3/6, anyway, figured into the evening’s top 10 lots. Many of the top lots in the sale had recent and not-so-recent previous auction sales, which always provides an interesting barometer of the evolving market. For example, Claude Monet‘s, Matinée Sur La Seine (1896), estimated at $18 million to $25 million, sold for $20.6 million. It last appeared at auction in November 2000, also at Sotheby’s, when it sold for $5.7 million on an estimate of $6 million to $8 million: so it almost duplicate its value.
> Looking to Christie’s Buoyant Million Impressionist and Modern Sale,on May15 it generated $415.8 millions, with one-third of the lots selling above their high estimates and almost all muscular results.
The two top lots in Christie’s sale, the Malevich and Brancusi, are a interesting case study on current market trends: both were offered with the same estimate level, a very considerable$70m, and both had impeccable museum credentials( the Brancusi had been on long-term loan at the Met for decades and the Malevich had been at the Stedelijk museum before it was restituted in 2008). So, namely, both sales can be rightly considered once-in-a-generation opportunities at a time when art buyers have more money than opportunities to buy world-class works.
However, the works saw a contrast in selling strategies: the Brancusi was sold by the heirs of the original buyers who purchased the work in 1955 directly from the artist for a few thousand dollars. “This is what you call fresh to market,” Judd Tully remarked drily in his ARTnews report. On the other hand the Malevich was took the opposite tack: a seller comfortable with risk, the Nahmad family, offered the work without any financial guardrails.
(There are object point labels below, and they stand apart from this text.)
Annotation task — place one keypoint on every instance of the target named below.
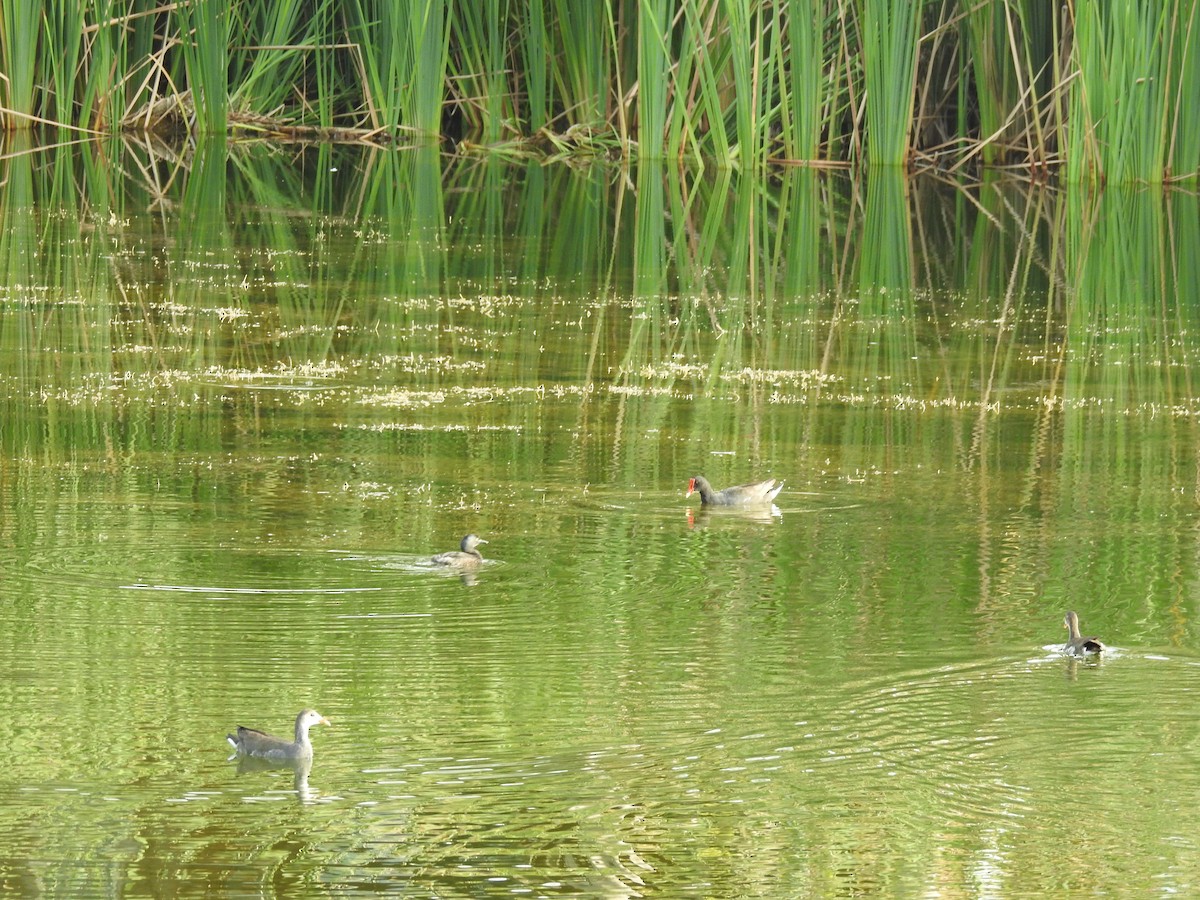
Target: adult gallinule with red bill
(253, 742)
(757, 495)
(1077, 645)
(465, 558)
Selling “naked”, was seen as validating the market of the Russian master.
In comparison to Sotheby’s, anyway, bidding and sales were much more evenly distributed across Christie’s slate of offerings. for instance, another expected standout, Joan Miró’s Femme entendant de la musique (1945) brought nearly $21.7 million, or roughly 50 percent above its high estimate of $15 million.
And while competition for the premier lots never reached feeding-frenzy levels, there were healthy swells of activity for what buyers must have identified as undervalued gems. Among these were Edouard Manet’s L’Italienne (1860), which was secured on behalf of a remote client at a price of $11 million, more than twice its estimate of $5 million; and Picasso’s Deux nus (1962) went for $2.8 million, against a pre-sale estimate of $700,000 to $1 million.
As always, the question remains how much we should read into the overall Impressionist and Modern market, or the art market as a whole, based on healthy results for a sale of 37 works in an intelligently managed auction. Post-sale chatter attributed the results to quality lots estimated well, but it felt like many, if not most, legitimate buyers were carefully choosing their spots.